Most of the data come directly from cities, while some were secured from the U.S. Census or other similar publicly available data set where city data were available. For the most part, jurisdictions reported their three most recent years of data, which were 2012, 2013, and 2014. Data prior to 2010 were not included, even if it meant a jurisdiction only had two years of data available. The nature of the data varies considerably. When data were not provided or available, the appropriate cell was left blank. Not all health departments were able to provide data for all indicators and, in cases where dominators were too small, certain rates for subpopulations were not displayed.
Most data were reviewed by individual cities as well. Where sample sizes allow, indicators are broken down into subpopulations for race and ethnicity categories. For most jurisdictions, the default options were White (Non-Hispanic), Black (Non-Hispanic), Hispanic, Asian/Pacific Islander, American Indian/Alaska Native, and Other. In areas where certain populations were too small, the various subpopulations were included in the “other” category with any additional racial/ethnic minorities. In many of the California cities, as well as Seattle, reported numbers only represent Asians; Pacific Islanders are not included. Some jurisdictions also report mixed-race numbers, and where they do, those numbers are reported as “Multi racial”.

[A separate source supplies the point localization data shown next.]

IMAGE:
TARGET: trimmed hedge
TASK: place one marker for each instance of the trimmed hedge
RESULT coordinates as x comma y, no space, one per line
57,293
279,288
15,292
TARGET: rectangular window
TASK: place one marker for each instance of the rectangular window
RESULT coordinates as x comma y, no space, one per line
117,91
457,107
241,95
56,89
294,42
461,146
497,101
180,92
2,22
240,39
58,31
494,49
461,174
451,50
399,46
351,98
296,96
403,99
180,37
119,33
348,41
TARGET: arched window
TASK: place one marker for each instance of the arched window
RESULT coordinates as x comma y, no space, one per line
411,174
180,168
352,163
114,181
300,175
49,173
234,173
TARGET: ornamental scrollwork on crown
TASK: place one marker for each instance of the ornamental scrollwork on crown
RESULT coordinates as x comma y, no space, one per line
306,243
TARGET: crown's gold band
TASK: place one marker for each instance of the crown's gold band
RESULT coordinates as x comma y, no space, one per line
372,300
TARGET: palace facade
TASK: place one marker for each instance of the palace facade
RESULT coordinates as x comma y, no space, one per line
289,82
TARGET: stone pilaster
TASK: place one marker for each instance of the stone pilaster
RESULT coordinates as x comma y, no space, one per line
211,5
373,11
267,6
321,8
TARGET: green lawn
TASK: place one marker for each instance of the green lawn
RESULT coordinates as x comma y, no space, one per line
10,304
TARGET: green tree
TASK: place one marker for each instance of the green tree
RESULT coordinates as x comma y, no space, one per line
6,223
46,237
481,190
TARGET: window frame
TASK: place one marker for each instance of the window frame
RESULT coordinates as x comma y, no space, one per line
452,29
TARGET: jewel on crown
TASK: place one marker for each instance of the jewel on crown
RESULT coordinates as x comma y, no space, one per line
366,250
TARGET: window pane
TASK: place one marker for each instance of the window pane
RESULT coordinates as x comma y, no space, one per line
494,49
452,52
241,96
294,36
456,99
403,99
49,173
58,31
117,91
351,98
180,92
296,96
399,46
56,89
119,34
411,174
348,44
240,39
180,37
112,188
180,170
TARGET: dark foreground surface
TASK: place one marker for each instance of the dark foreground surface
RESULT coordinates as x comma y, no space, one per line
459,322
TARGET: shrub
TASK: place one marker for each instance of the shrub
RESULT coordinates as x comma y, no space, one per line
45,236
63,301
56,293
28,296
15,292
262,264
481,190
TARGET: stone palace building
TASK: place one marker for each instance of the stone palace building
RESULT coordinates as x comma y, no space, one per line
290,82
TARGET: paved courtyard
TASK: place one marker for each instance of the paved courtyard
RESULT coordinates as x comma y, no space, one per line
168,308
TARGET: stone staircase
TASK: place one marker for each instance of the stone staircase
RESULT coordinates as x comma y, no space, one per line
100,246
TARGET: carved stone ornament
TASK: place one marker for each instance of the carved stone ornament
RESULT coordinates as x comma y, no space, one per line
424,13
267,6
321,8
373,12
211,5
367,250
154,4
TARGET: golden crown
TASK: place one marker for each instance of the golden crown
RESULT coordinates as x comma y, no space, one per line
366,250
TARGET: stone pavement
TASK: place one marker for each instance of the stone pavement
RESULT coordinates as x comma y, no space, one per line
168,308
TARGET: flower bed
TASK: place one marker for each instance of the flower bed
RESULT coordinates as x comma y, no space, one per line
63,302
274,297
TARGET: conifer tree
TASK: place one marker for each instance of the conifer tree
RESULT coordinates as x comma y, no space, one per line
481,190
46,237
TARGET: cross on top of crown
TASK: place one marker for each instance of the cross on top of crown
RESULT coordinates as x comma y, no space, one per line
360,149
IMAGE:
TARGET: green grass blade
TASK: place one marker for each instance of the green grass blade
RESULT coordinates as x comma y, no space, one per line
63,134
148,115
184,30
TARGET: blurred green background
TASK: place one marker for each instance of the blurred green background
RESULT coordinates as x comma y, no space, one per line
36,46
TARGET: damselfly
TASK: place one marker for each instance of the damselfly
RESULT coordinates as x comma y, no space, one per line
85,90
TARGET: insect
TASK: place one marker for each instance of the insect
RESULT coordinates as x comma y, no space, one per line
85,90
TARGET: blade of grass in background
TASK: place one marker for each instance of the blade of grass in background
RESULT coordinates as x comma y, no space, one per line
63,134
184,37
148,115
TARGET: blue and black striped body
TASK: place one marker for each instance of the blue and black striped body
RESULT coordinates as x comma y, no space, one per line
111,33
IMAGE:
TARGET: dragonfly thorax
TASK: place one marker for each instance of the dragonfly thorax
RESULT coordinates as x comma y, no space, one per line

Data for children living in poverty, median household income, foreign-born residents, high school graduates, those living below 200% of the poverty line, and the unemployment rate were calculated using the U.S. Census Bureau’s American Community Survey (ACS) 1-year estimate tables with a few exceptions. A research assistant accessed the data files and created estimates based on a micropolitan code of statistical areas defined by the Office of Management and Budget February 2013. Delineation files may be slightly different from jurisdictional lines used for the other data in this publication. County data for Fort Worth (Tarrant County), Las Vegas (Clark County), and San Diego County were secured via the American Community Survey online data tables.
Data for the following demographic indicators were also calculated using the U.S. Census Bureau’s American Community Survey (ACS) 1-year estimate tables. FIPS codes, which were confirmed by the cities, were used to isolate the data for the jurisdictions. Margins of error that were included in ACS 1-year estimates were also collected, where available.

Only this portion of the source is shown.